# residential caravan sites in spain prices?



## LANEYLOO

I m wondering what to do really I convinced my hubby to buy a house in france as we coulnt afford one in spain now he wants to emigrate there ! But Im now thinking of renting my uk home and the holiday home to pay for the morgage and also cover touring spain ! can anyone suggest where I can rent in spain (costal) not bothered where but Im not sure on prices ! it must have shower and toilet blocks and electric hook up! thanks all


----------



## LANEYLOO

I forgot to say we would take out touring caravan!


----------



## LANEYLOO

I was wanting more like a caravan site so I can take my own tourer? does anybody know anywhere? in spain near the coast?


----------



## MaidenScotland

LANEYLOO said:


> I was wanting more like a caravan site so I can take my own tourer? does anybody know anywhere? in spain near the coast?

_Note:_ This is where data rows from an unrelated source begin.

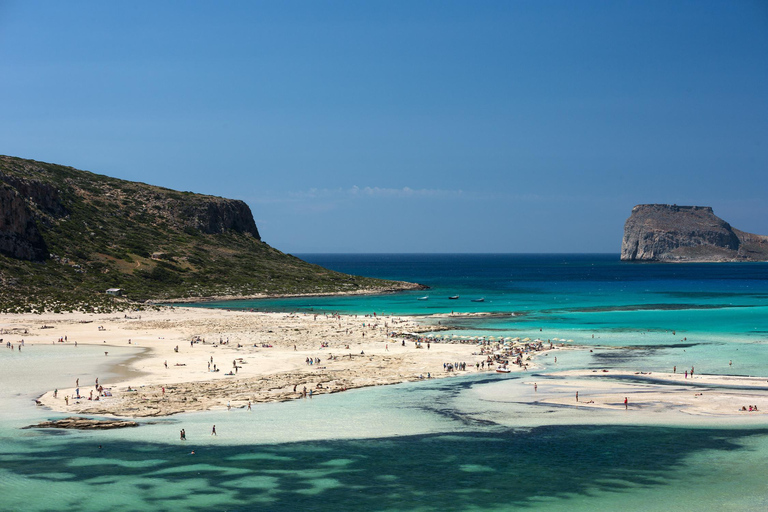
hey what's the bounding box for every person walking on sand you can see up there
[247,401,251,411]
[211,425,217,436]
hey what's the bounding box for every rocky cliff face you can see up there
[0,178,63,261]
[176,198,260,238]
[621,204,768,262]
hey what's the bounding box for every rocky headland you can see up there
[0,155,420,311]
[621,204,768,262]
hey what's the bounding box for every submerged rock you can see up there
[24,417,139,430]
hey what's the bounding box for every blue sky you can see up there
[1,1,766,253]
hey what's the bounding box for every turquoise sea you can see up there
[2,254,768,511]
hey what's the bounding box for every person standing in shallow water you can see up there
[211,425,216,436]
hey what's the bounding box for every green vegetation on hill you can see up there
[0,155,417,312]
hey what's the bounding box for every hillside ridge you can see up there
[0,155,419,312]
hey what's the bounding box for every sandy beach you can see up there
[529,369,768,417]
[3,307,520,417]
[3,306,767,422]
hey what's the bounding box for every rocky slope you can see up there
[0,155,419,310]
[621,204,768,262]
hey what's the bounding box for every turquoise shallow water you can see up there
[4,254,768,510]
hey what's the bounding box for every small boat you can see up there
[495,366,511,373]
[471,298,485,302]
[418,296,429,301]
[448,295,459,300]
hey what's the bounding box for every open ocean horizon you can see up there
[3,253,768,511]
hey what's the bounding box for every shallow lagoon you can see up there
[4,254,768,511]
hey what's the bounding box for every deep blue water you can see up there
[204,253,768,344]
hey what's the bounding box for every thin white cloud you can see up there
[288,186,465,200]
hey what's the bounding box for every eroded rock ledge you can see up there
[24,417,139,430]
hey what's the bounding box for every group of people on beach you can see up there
[672,365,695,378]
[5,339,23,350]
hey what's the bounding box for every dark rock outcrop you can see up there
[0,183,49,261]
[179,198,260,238]
[621,204,768,262]
[23,417,139,430]
[0,170,69,261]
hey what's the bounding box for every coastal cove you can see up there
[3,254,768,511]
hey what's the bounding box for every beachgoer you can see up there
[534,383,537,392]
[624,397,628,410]
[211,425,217,436]
[247,401,251,411]
[576,391,579,402]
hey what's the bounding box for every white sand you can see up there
[2,307,505,417]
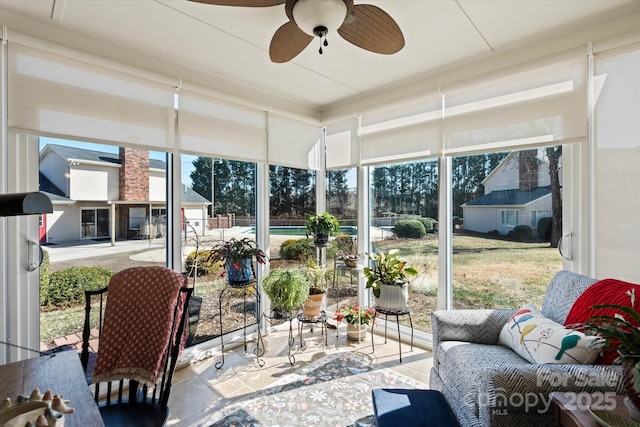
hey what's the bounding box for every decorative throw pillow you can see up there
[564,278,640,364]
[499,304,603,364]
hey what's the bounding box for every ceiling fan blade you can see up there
[338,4,404,55]
[269,21,313,63]
[187,0,285,6]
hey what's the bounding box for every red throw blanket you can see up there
[92,266,188,387]
[565,278,640,364]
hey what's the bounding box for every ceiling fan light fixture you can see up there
[292,0,347,38]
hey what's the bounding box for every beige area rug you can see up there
[196,351,427,427]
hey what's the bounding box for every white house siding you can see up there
[525,195,552,231]
[40,152,69,196]
[45,204,80,243]
[183,206,206,234]
[483,154,517,194]
[462,194,553,236]
[69,165,118,201]
[462,206,500,233]
[149,171,166,202]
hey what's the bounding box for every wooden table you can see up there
[550,391,630,427]
[0,350,104,427]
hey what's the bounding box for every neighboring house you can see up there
[461,150,559,236]
[38,144,210,243]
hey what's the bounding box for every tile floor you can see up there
[166,321,433,426]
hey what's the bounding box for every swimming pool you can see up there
[244,226,357,236]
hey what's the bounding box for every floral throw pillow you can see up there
[499,303,603,364]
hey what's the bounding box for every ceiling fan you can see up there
[188,0,405,63]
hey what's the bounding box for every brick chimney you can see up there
[518,150,538,191]
[119,147,149,201]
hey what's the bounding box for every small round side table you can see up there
[371,306,414,362]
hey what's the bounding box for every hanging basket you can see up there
[375,282,409,312]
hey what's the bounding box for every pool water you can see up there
[245,226,357,236]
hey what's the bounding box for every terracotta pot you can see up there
[343,257,358,268]
[302,291,325,319]
[346,323,368,341]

Once again google... all you have to do is put in touring caravan parks Alicante Spain...


----------



## xabiaxica

LANEYLOO said:


> I was wanting more like a caravan site so I can take my own tourer? does anybody know anywhere? in spain near the coast?

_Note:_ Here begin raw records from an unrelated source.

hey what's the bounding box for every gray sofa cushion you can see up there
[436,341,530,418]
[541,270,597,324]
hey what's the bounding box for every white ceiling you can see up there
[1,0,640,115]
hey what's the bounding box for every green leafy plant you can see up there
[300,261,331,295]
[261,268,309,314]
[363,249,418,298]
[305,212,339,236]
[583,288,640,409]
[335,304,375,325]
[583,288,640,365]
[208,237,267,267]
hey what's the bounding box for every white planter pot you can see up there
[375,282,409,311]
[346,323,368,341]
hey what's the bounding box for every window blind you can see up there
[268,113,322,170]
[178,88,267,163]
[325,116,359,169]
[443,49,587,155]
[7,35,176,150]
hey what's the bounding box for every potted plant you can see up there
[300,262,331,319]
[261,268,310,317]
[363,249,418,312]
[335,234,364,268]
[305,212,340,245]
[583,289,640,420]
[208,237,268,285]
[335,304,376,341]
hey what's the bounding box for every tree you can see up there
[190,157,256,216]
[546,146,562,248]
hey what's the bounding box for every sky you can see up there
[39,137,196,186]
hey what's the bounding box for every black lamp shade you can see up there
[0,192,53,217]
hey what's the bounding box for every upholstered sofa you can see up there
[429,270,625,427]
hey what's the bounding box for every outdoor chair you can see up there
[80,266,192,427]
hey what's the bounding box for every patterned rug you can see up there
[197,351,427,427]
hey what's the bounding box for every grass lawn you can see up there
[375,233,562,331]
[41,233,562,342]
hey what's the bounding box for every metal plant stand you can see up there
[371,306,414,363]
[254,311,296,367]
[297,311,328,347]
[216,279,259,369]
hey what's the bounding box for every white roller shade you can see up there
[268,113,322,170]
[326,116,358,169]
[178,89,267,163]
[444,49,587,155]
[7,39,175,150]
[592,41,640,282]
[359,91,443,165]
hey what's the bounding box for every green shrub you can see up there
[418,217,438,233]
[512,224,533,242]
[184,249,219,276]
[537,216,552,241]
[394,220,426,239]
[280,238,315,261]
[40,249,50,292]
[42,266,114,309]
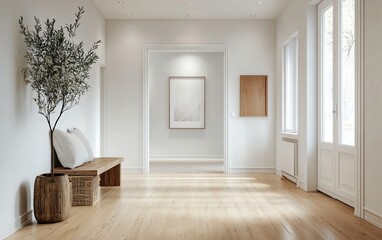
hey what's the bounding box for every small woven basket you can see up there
[70,176,100,206]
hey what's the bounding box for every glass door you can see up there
[318,0,356,206]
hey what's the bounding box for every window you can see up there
[321,4,334,143]
[340,0,355,146]
[319,0,355,146]
[282,35,298,134]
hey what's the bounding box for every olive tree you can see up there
[19,6,101,179]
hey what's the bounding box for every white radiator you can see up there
[281,138,298,181]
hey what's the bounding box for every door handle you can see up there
[332,104,337,119]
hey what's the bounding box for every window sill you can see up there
[280,132,299,140]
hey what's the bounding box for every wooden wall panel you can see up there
[240,75,268,116]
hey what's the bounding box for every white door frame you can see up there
[316,0,364,217]
[356,0,364,218]
[142,44,229,174]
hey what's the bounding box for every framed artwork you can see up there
[240,75,268,117]
[169,76,205,129]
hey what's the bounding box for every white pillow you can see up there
[53,129,89,169]
[67,128,94,160]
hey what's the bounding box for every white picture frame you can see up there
[169,76,205,129]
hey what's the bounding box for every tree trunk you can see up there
[50,130,55,181]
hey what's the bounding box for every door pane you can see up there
[322,5,334,143]
[340,0,355,146]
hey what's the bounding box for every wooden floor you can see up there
[7,173,382,240]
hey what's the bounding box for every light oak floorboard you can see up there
[7,173,382,240]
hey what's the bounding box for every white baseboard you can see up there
[122,167,276,174]
[316,186,354,207]
[150,159,224,163]
[228,168,275,173]
[275,169,282,176]
[122,168,143,174]
[281,171,298,184]
[298,181,307,191]
[148,159,224,173]
[150,155,224,163]
[0,210,33,239]
[364,208,382,229]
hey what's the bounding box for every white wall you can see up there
[0,0,105,238]
[149,52,224,159]
[364,0,382,222]
[105,20,276,171]
[278,0,382,227]
[276,0,317,191]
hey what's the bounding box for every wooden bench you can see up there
[55,157,124,206]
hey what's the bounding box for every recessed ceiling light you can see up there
[257,1,263,4]
[118,1,125,4]
[126,14,132,17]
[188,1,192,4]
[188,14,193,17]
[251,14,257,17]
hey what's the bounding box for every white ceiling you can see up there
[91,0,291,20]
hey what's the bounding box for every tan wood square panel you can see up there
[240,75,268,116]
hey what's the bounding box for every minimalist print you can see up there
[169,77,205,128]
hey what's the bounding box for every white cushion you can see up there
[53,129,89,169]
[67,128,94,160]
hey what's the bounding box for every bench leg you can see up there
[100,164,121,186]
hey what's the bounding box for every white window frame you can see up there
[282,32,299,135]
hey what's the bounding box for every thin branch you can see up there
[44,115,53,132]
[52,99,66,132]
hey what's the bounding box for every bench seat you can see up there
[55,157,123,206]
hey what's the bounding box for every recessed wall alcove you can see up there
[143,45,229,173]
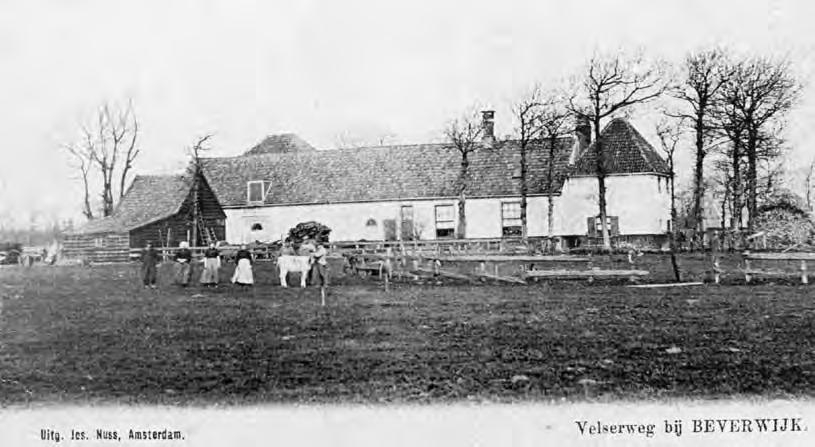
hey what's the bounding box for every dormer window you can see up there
[247,181,265,204]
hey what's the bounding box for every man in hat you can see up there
[141,241,159,288]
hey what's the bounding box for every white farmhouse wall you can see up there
[226,199,458,244]
[223,173,669,243]
[557,174,671,235]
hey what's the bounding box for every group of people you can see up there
[139,238,328,289]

seriously - there are hundreds of them all around the coast - just google _residential caravan sites spain_


----------



## LANEYLOO

vilanovapark. near barcelona

I have found this one for starters ! but seems expensive at 25 euros a day?


----------



## LANEYLOO

I have been looking at long term rent and found one in benidorm for £233 a month! this would be a good one! There will be bills on top but If we can mahage to get long term let on our house at £600 a month then we could afford this! happy days


----------



## LANEYLOO

xabiachica said:


> seriously - there are hundreds of them all around the coast - just google _residential caravan sites spain_


thank you I have been all day !:clap2:


----------



## 90199

The price of a two bed apartment, with all bills included, and an indoor shower on the coast is 350€ to 400€ monthly


----------



## LANEYLOO

Thanks hepa , I will check out your link !cheers I was looking at something a little cheaper (one bedroom will do and very basic (super cheap to be able to pay off my mortgage and still live a little!)


----------



## LANEYLOO

Hepa said:


> The price of a two bed apartment, with all bills included, and an indoor shower on the coast is 350€ to 400€ monthly


hi hepa the link doesnt seem to work?


----------



## 90199

LANEYLOO said:


> hi hepa the link doesnt seem to work?


No, Fotopic must be in queer street, they don't seem to exist anymore,

sorry about that, 

Hepa


----------



## bob_bob

How about this web site
Spanish / Spain Campsites and Caravan Parks, Camping sites in Spain, Page 1


----------



## LANEYLOO

cheers all will check the next websites you ll suggested thanks x


----------